In junior-high school at age 13, I was able to take a class in mechanical drawing, and I loved it. I knew immediately I wanted to be a draftsman. Also, my parents told me that if I did well in math, I might get into engineering school, though at the time a dream that grandiose was a bit presumptuous. When I enrolled in college in the 1950s, an engineering degree was a ticket giving blue-collar kids entree into a prestigious profession.
Four years later I had an engineering degree and immediately stepped into a job at an aircraft company where even new graduates were treated as a privileged class. At the time, there was an unwritten dress code for engineers requiring us to show up for work in suits and neckties. We didn't mind, however, because a necktie was a status item. It marked us as being a cut above the hourly workers in the plant. Foremen in the factory had the same dress code, except they wore a shop coat over their dress shirt and tie. The way people dressed pretty much indicated what position they held in the company.
Today, America's corporations are much more relaxed. Neckties are long gone. At the same time, management's focus on quarterly profits and pressures from Wall Street have made the workplace a much more brutal place, even for engineers. Management now often views engineering as an overhead best outsourced or even dispensed with entirely.
If you look deeply enough for the source of the problem, you find we are all to blame. More and more, we flock to Wal-Mart and other stores of that ilk in a cultural and economic race to the bottom. The public relentlessly demands cheaper and cheaper products, and this has driven many manufacturers to the wall. There simply is less room in corporate budgets for decent engineering, an appreciation of which requires an attention span you don't find in most corporate management.
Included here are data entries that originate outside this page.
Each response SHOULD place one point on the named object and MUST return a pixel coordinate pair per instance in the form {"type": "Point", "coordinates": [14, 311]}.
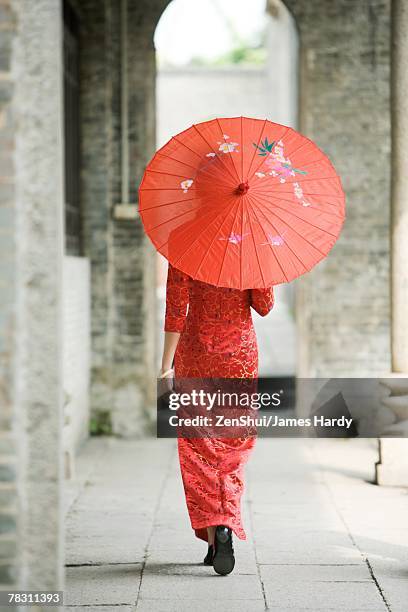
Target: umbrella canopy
{"type": "Point", "coordinates": [242, 203]}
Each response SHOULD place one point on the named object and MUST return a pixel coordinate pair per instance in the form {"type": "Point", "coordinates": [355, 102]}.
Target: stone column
{"type": "Point", "coordinates": [343, 304]}
{"type": "Point", "coordinates": [118, 138]}
{"type": "Point", "coordinates": [31, 249]}
{"type": "Point", "coordinates": [392, 468]}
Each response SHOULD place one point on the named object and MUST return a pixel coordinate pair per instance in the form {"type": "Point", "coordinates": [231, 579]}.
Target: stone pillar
{"type": "Point", "coordinates": [31, 249]}
{"type": "Point", "coordinates": [343, 304]}
{"type": "Point", "coordinates": [392, 468]}
{"type": "Point", "coordinates": [118, 138]}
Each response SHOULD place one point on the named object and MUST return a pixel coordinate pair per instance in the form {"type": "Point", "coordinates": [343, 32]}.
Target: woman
{"type": "Point", "coordinates": [216, 339]}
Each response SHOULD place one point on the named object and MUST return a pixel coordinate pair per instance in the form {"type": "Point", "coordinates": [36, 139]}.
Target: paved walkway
{"type": "Point", "coordinates": [320, 535]}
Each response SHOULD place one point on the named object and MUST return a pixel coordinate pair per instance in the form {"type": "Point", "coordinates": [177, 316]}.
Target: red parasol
{"type": "Point", "coordinates": [242, 203]}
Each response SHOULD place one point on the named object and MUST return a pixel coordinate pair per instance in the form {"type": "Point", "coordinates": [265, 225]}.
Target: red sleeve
{"type": "Point", "coordinates": [176, 300]}
{"type": "Point", "coordinates": [262, 300]}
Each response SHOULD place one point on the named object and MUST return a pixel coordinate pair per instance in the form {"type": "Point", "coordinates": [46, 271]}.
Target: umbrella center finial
{"type": "Point", "coordinates": [243, 188]}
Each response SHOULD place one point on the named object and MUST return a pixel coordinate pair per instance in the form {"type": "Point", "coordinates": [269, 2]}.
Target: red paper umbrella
{"type": "Point", "coordinates": [242, 203]}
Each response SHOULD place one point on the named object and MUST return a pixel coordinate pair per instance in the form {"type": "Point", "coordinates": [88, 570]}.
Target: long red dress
{"type": "Point", "coordinates": [217, 340]}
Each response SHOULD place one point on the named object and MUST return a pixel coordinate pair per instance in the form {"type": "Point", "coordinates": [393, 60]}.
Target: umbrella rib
{"type": "Point", "coordinates": [172, 219]}
{"type": "Point", "coordinates": [311, 207]}
{"type": "Point", "coordinates": [166, 241]}
{"type": "Point", "coordinates": [187, 147]}
{"type": "Point", "coordinates": [241, 243]}
{"type": "Point", "coordinates": [142, 210]}
{"type": "Point", "coordinates": [257, 144]}
{"type": "Point", "coordinates": [263, 159]}
{"type": "Point", "coordinates": [213, 240]}
{"type": "Point", "coordinates": [297, 217]}
{"type": "Point", "coordinates": [226, 248]}
{"type": "Point", "coordinates": [267, 239]}
{"type": "Point", "coordinates": [212, 148]}
{"type": "Point", "coordinates": [194, 241]}
{"type": "Point", "coordinates": [303, 238]}
{"type": "Point", "coordinates": [229, 152]}
{"type": "Point", "coordinates": [332, 195]}
{"type": "Point", "coordinates": [256, 250]}
{"type": "Point", "coordinates": [242, 152]}
{"type": "Point", "coordinates": [167, 173]}
{"type": "Point", "coordinates": [177, 160]}
{"type": "Point", "coordinates": [287, 244]}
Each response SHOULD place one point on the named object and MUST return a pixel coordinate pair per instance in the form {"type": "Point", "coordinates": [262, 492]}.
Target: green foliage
{"type": "Point", "coordinates": [265, 148]}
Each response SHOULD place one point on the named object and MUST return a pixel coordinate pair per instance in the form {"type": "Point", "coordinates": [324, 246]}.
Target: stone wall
{"type": "Point", "coordinates": [122, 260]}
{"type": "Point", "coordinates": [343, 305]}
{"type": "Point", "coordinates": [76, 355]}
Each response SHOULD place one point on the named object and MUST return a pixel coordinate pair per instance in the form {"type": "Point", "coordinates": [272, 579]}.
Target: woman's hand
{"type": "Point", "coordinates": [166, 376]}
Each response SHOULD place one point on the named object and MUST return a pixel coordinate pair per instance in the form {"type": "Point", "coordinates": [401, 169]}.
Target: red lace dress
{"type": "Point", "coordinates": [217, 340]}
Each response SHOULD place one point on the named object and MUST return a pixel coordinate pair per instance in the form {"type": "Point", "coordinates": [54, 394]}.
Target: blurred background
{"type": "Point", "coordinates": [88, 90]}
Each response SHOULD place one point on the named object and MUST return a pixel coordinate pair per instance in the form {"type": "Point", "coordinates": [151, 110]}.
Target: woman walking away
{"type": "Point", "coordinates": [209, 334]}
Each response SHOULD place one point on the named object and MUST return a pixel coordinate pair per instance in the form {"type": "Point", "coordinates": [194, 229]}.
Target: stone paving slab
{"type": "Point", "coordinates": [103, 585]}
{"type": "Point", "coordinates": [200, 605]}
{"type": "Point", "coordinates": [320, 535]}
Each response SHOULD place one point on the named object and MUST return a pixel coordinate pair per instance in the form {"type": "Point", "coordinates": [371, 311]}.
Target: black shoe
{"type": "Point", "coordinates": [223, 560]}
{"type": "Point", "coordinates": [209, 556]}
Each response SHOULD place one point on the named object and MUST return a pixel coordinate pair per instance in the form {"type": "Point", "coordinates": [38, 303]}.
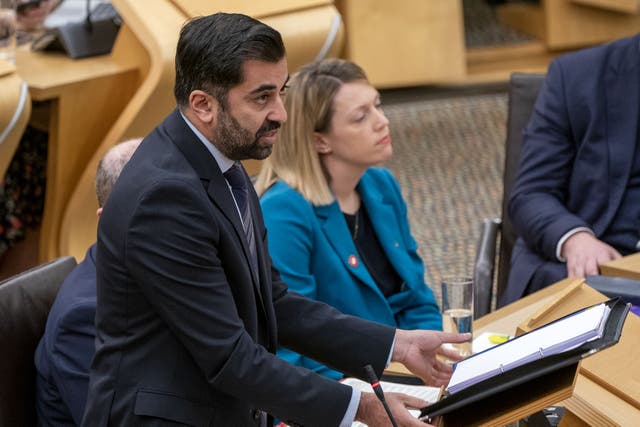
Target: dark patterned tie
{"type": "Point", "coordinates": [240, 188]}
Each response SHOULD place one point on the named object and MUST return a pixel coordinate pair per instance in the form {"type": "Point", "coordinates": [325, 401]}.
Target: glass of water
{"type": "Point", "coordinates": [457, 308]}
{"type": "Point", "coordinates": [8, 24]}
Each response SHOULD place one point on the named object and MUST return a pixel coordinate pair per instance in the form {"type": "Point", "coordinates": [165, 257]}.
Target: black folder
{"type": "Point", "coordinates": [521, 385]}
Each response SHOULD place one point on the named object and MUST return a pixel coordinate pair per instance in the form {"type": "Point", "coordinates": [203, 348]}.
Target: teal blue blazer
{"type": "Point", "coordinates": [311, 247]}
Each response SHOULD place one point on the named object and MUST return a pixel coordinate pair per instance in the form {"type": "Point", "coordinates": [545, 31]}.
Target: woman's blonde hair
{"type": "Point", "coordinates": [309, 104]}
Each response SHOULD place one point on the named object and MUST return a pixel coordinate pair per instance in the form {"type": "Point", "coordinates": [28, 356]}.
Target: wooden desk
{"type": "Point", "coordinates": [628, 266]}
{"type": "Point", "coordinates": [592, 402]}
{"type": "Point", "coordinates": [86, 95]}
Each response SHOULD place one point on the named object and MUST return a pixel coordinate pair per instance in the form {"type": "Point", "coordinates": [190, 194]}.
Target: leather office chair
{"type": "Point", "coordinates": [25, 301]}
{"type": "Point", "coordinates": [15, 110]}
{"type": "Point", "coordinates": [523, 91]}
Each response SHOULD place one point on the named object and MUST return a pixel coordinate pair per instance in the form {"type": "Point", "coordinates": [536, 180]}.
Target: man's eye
{"type": "Point", "coordinates": [262, 99]}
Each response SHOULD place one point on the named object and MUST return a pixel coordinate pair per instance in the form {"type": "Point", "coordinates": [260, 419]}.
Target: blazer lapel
{"type": "Point", "coordinates": [622, 98]}
{"type": "Point", "coordinates": [337, 233]}
{"type": "Point", "coordinates": [385, 224]}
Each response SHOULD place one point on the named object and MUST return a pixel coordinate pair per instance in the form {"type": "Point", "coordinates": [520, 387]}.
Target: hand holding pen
{"type": "Point", "coordinates": [398, 401]}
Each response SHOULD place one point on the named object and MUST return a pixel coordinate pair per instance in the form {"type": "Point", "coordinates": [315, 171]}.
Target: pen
{"type": "Point", "coordinates": [377, 388]}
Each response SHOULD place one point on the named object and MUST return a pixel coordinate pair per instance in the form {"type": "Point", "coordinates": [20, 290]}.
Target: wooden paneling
{"type": "Point", "coordinates": [625, 6]}
{"type": "Point", "coordinates": [257, 9]}
{"type": "Point", "coordinates": [628, 266]}
{"type": "Point", "coordinates": [566, 24]}
{"type": "Point", "coordinates": [405, 43]}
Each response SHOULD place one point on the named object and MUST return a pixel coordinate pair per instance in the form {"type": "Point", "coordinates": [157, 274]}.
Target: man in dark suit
{"type": "Point", "coordinates": [65, 350]}
{"type": "Point", "coordinates": [575, 202]}
{"type": "Point", "coordinates": [190, 310]}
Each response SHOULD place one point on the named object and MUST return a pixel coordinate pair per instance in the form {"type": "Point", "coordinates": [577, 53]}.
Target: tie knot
{"type": "Point", "coordinates": [235, 177]}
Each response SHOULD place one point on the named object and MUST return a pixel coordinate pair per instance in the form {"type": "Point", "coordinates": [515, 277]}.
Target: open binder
{"type": "Point", "coordinates": [545, 380]}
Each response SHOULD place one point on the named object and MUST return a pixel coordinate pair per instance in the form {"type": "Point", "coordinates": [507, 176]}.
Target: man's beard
{"type": "Point", "coordinates": [237, 143]}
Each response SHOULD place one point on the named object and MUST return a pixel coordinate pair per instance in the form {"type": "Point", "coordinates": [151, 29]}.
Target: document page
{"type": "Point", "coordinates": [556, 337]}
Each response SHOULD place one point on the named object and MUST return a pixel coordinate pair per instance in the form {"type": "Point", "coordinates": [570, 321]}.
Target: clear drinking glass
{"type": "Point", "coordinates": [8, 25]}
{"type": "Point", "coordinates": [457, 308]}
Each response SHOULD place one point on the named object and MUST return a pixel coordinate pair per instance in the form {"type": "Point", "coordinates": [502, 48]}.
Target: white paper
{"type": "Point", "coordinates": [559, 336]}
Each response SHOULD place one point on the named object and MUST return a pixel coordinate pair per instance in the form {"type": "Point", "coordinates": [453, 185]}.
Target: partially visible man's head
{"type": "Point", "coordinates": [212, 49]}
{"type": "Point", "coordinates": [110, 167]}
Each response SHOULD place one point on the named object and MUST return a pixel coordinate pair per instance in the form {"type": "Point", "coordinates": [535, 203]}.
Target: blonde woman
{"type": "Point", "coordinates": [338, 228]}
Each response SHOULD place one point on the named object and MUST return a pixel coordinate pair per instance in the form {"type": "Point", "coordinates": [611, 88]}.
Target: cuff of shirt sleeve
{"type": "Point", "coordinates": [565, 237]}
{"type": "Point", "coordinates": [393, 344]}
{"type": "Point", "coordinates": [352, 409]}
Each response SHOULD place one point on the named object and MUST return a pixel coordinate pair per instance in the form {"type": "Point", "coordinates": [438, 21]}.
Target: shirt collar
{"type": "Point", "coordinates": [224, 163]}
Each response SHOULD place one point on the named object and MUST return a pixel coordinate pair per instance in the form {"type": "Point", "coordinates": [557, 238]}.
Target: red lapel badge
{"type": "Point", "coordinates": [353, 261]}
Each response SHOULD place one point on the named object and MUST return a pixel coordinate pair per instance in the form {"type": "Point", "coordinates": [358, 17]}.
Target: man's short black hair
{"type": "Point", "coordinates": [212, 49]}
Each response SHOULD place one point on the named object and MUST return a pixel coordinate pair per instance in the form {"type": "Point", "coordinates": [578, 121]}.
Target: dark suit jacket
{"type": "Point", "coordinates": [577, 154]}
{"type": "Point", "coordinates": [65, 350]}
{"type": "Point", "coordinates": [185, 333]}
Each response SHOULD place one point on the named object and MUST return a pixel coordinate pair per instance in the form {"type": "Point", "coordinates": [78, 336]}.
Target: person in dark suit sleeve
{"type": "Point", "coordinates": [190, 310]}
{"type": "Point", "coordinates": [64, 352]}
{"type": "Point", "coordinates": [575, 200]}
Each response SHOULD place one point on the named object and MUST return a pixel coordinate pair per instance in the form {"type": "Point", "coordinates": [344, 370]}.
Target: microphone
{"type": "Point", "coordinates": [88, 21]}
{"type": "Point", "coordinates": [375, 385]}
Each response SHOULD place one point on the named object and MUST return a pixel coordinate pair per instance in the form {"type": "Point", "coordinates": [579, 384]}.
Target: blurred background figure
{"type": "Point", "coordinates": [338, 228]}
{"type": "Point", "coordinates": [65, 350]}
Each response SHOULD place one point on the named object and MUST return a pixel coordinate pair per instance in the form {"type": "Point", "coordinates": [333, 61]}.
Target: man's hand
{"type": "Point", "coordinates": [417, 351]}
{"type": "Point", "coordinates": [372, 413]}
{"type": "Point", "coordinates": [584, 253]}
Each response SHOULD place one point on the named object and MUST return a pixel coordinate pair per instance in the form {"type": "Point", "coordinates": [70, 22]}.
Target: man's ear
{"type": "Point", "coordinates": [204, 106]}
{"type": "Point", "coordinates": [321, 143]}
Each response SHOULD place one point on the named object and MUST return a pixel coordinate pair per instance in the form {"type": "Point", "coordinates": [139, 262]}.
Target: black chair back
{"type": "Point", "coordinates": [523, 92]}
{"type": "Point", "coordinates": [25, 301]}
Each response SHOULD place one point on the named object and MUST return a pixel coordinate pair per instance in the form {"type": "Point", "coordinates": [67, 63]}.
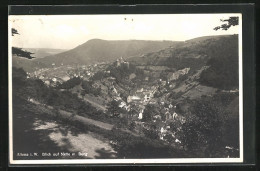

This situation has destroyed a lot of the self-esteem that was part of being an engineer. One way you can tell this is by how engineers dress on the job. Except for Dilbert, who still wears a necktie, engineers are ardent proponents of dressing down. But this might be sending the wrong message to management. If your boss thinks you are just a pair of hands easily replaced, your casual dress might reinforce his low opinion of you.
Obviously, the notions of hierarchy and class that engineers had years ago were a form of snobbery. But they conformed to societal norms of the time. And there is no question our feelings of superiority, no matter how snobbish, helped imbue the engineering profession with an aura of prestige and dignity you simply don't find today.
So where are we headed? Despite the fall-off in prestige, engineering is still the best educational foundation for a broad range of career options. When you talk with nontechnical people, it is almost comical to see how bewildered they are by today's technology. They seem to think the tooth fairy is somehow responsible for a lot of it. Engineering, in contrast, provides a grasp of the physical world unmatched by few other academic disciplines. As a basis for incisive and logical thinking, it is still hard to beat.